Eric Guan
Eric Guan

Reputation: 15982

GWT - Difference between (client --> server --> client) and (server --> client) communication

In my MVP app i have lots of (client --> server --> client) communication using GWT-RPC. The structure is straight forward, here's an example of a client call.

        testObject.callToServer(example, new AsyncCallback<Void>(){
            @Override
            public void onFailure(Throwable caught) {
                //handle failure
            }
            @Override
            public void onSuccess(Object result) 
                //handle success
            }
         });

My question is, how would i implement server to client communication only, without the initial call from the client? Can i still use RPC, and if so can i reuse the code example above somehow?

Some more information, i'm using WebSockets to maintain an open communication link between client/server. I'm trying to figure out how to send more than just strings over the wire. I recognize the fact that RPC and Websockets are 2 different kinds of communication, and they may be mutually exclusive within a single communication instance.

As for what kind of data I want to be sending, right now just simple POJOs.

Thanks.

Upvotes: 0

Views: 388

Answers (2)

Colin Alworth
Colin Alworth

Reputation: 18346

All methods of communicating with the server are 'just strings over the wire' - the difference with RPC is that it is a specially formatted string that describes the type, structure, and content of the objects being sent. The structures are predefined before the conversation even starts - in .class files for the server, and compiled into the JS format for the GWT code. There is a shared .gwt.rpc file in your app that then describes which types can be used in each pair of RPC interfaces, so that both sides can be sure that they know what the other side knows (specifically, the client names that file in each request, and the server agrees to use that file if it can be found, or else throw an error that the two are out of sync).

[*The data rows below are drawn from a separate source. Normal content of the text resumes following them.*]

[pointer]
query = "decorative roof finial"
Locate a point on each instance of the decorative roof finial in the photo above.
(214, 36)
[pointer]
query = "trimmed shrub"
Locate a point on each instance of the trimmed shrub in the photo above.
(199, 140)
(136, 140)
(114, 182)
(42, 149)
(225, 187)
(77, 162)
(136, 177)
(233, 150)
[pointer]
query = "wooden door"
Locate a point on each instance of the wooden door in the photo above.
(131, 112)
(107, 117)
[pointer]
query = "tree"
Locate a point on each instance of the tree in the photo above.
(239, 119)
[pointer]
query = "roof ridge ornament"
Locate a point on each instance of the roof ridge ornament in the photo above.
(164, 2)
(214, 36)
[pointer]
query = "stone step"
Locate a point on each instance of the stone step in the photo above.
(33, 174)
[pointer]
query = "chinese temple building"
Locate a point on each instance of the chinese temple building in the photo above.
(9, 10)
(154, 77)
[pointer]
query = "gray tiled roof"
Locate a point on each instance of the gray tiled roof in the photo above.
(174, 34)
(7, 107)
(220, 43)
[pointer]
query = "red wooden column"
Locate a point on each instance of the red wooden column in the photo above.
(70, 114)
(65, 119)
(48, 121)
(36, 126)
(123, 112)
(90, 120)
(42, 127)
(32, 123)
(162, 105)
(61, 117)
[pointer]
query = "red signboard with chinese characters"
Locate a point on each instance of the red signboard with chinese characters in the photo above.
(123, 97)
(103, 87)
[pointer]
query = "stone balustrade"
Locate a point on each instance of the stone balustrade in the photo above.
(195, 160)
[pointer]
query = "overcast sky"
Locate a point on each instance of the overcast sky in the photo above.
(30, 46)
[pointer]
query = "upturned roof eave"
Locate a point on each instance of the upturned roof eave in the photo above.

Putting objects into some other form of transport like websockets requires serializing objects into that string, and on the other side reading them out. To properly use RPC with the limitations it is designed to work with, you have to start the expected 'handshake', but since websockets starts from the client, this should be easily done.

In your self-answer, you mentioned that you switched to AutoBeans instead, letting you simply define very simple bean-like structures in interfaces, and be able to easily map them to JSON strings and back again. I've also done two simple implementations on the server of WebSockets plus RPC, with a single shared client impl: https://github.com/niloc132/webbit-gwt. This project support either JavaEE websockets, or Webbit (a websocket library that uses Netty). It isn't complete or bug-free, but lets you behave as if either side (server or client) can call the other freely, invoking methods with RPC-able objects, and provides some simple hooks for starting/stopping the socket.

Upvotes: 2

Eric Guan
Eric Guan

Reputation: 15982

I achieved this with GWT's Autobean framework.